Christianity Today January 10, 2022
Edits by Christianity Today / Source Images: Andrew/Caballero-Reynolds / Tasos Katopodis / Stringer / Getty

Um ano se passou desde o ataque insurrecional de 6 de janeiro de 2021 ao Capitólio dos Estados Unidos; duas imagens ainda assombram minha mente. Uma é a de uma forca improvisada, construída com o intuito de ameaçar o assassinato do vice-presidente dos Estados Unidos.

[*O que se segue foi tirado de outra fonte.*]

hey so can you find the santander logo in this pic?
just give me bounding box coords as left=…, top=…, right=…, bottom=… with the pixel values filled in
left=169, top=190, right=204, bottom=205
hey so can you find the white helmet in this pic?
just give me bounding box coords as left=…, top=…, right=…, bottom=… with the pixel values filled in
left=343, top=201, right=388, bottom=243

E a outra é a de um cartaz, levantado acima daquela multidão furiosa, que dizia: “Jesus salva”. O fato de essas duas imagens coexistirem na mesma multidão é sinal de crise para o evangelicalismo americano.

Alguns podem não dar importância aos símbolos cristãos presentes na insurreição — não apenas cartazes, mas orações “em nome de Jesus”, [que figuraram] lado a lado com um xamã que usava chifres, no palanque central do Senado evacuado dos EUA. E alguns podem não levar em conta os evangélicos que falsamente alegaram, nos dias seguintes, que a responsável pelo ataque tinha sido uma multidão de ativistas Antifa, e não de pessoas oriundas do comício em que o então presidente dos Estados Unidos incitou a multidão a marchar até o Capitólio.

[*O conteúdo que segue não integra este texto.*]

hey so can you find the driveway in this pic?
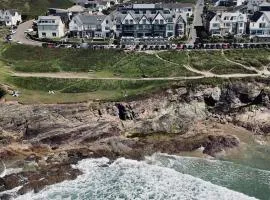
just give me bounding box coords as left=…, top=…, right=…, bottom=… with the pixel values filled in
left=12, top=20, right=42, bottom=46
left=189, top=0, right=204, bottom=44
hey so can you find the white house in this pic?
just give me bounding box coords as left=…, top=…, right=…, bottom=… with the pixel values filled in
left=69, top=14, right=111, bottom=38
left=209, top=12, right=247, bottom=36
left=0, top=9, right=22, bottom=26
left=37, top=16, right=65, bottom=38
left=250, top=11, right=270, bottom=37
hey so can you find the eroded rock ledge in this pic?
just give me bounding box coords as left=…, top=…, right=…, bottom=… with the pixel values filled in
left=1, top=79, right=270, bottom=198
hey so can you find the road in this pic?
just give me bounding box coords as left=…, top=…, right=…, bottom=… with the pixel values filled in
left=12, top=20, right=42, bottom=46
left=189, top=0, right=204, bottom=44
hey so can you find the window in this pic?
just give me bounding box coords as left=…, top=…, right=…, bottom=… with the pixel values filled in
left=225, top=22, right=230, bottom=27
left=135, top=10, right=139, bottom=14
left=239, top=29, right=243, bottom=33
left=106, top=20, right=109, bottom=24
left=167, top=24, right=173, bottom=30
left=160, top=19, right=164, bottom=24
left=250, top=30, right=256, bottom=35
left=52, top=32, right=56, bottom=37
left=155, top=19, right=159, bottom=24
left=212, top=23, right=219, bottom=28
left=239, top=23, right=243, bottom=27
left=167, top=32, right=173, bottom=37
left=259, top=23, right=266, bottom=28
left=143, top=19, right=146, bottom=24
left=52, top=20, right=55, bottom=23
left=151, top=10, right=156, bottom=14
left=257, top=30, right=263, bottom=35
left=167, top=18, right=173, bottom=23
left=125, top=19, right=128, bottom=24
left=224, top=16, right=229, bottom=20
left=143, top=10, right=146, bottom=14
left=130, top=19, right=133, bottom=24
left=42, top=32, right=46, bottom=37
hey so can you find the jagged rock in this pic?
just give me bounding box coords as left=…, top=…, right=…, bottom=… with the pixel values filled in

E, no entanto, pesquisa após pesquisa mostra que um número alarmante de evangélicos brancos acredita na mentira por trás do ataque: que a eleição de 2020 foi roubada por uma vasta conspiração de esquerda, a qual de alguma forma abrange governadores republicanos conservadores e funcionários de zonas eleitorais na Geórgia e no Arizona.

Uma megaigreja evangélica recebeu Donald Trump recentemente — ao som de uma multidão que gritava “USA!”, em resposta ao discurso político do ex-presidente. Essa cena pode ser um pouco exagerada para a maioria dos evangélicos, mas dados de pesquisa mostram que não é uma aberração. E as mesmas pesquisas mostram que, longe de “esfriarem” após a era Trump e o ataque insurrecional ao Capitólio, essas pessoas acreditam que a violência pode ser justificada nos dias que vêm pela frente.

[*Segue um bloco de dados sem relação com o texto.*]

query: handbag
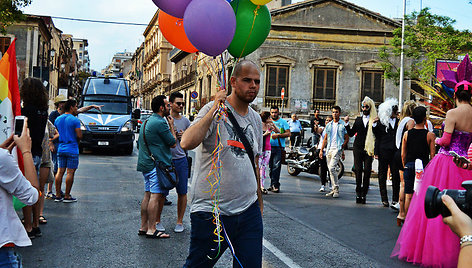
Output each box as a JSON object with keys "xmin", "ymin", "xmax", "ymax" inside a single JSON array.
[
  {"xmin": 142, "ymin": 120, "xmax": 178, "ymax": 190},
  {"xmin": 277, "ymin": 138, "xmax": 287, "ymax": 165}
]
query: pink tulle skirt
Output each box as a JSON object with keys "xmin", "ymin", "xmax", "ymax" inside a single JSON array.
[{"xmin": 391, "ymin": 153, "xmax": 472, "ymax": 267}]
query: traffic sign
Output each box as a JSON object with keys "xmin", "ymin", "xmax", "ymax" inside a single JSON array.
[
  {"xmin": 191, "ymin": 91, "xmax": 198, "ymax": 99},
  {"xmin": 281, "ymin": 87, "xmax": 285, "ymax": 100}
]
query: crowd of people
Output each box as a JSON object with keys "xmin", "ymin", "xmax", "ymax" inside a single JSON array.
[
  {"xmin": 0, "ymin": 77, "xmax": 102, "ymax": 266},
  {"xmin": 2, "ymin": 58, "xmax": 472, "ymax": 268}
]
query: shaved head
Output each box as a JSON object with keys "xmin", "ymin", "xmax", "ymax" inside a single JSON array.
[{"xmin": 232, "ymin": 60, "xmax": 259, "ymax": 78}]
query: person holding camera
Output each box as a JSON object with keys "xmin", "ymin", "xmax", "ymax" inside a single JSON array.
[
  {"xmin": 442, "ymin": 194, "xmax": 472, "ymax": 268},
  {"xmin": 1, "ymin": 118, "xmax": 39, "ymax": 266},
  {"xmin": 392, "ymin": 55, "xmax": 472, "ymax": 267}
]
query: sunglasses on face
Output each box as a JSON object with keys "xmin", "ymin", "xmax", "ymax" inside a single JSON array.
[
  {"xmin": 175, "ymin": 102, "xmax": 185, "ymax": 106},
  {"xmin": 361, "ymin": 105, "xmax": 370, "ymax": 109}
]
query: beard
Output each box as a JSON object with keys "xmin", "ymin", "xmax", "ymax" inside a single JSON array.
[
  {"xmin": 234, "ymin": 89, "xmax": 258, "ymax": 104},
  {"xmin": 362, "ymin": 109, "xmax": 370, "ymax": 115}
]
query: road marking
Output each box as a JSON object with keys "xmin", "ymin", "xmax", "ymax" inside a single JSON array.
[{"xmin": 263, "ymin": 238, "xmax": 302, "ymax": 268}]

De certa forma, o que vimos ao longo do ano, desde a insurreição, representa uma mudança. Observe o número crescente de pessoas que se identificam como “evangélicas” — muitas das quais nem mesmo frequentam uma igreja —, por presumirem que esta é a designação religiosa esperada para seu movimento político.

Mas, de maneiras talvez ainda mais preocupantes, essas tendências representam algo que em nada mudou.

Nos dias que antecederam à insurreição, alguns cristãos evangélicos se reuniram no National Mall para uma “marcha de Jericó”, repetindo as mesmas falsidades: que a eleição havia sido roubada e, portanto, deveria ser anulada. Esse tipo de afirmação de que “Se você não lutar […] não terá mais um país” — , como colocou Trump —, dificilmente é novidade para grandes setores do evangelicalismo americano.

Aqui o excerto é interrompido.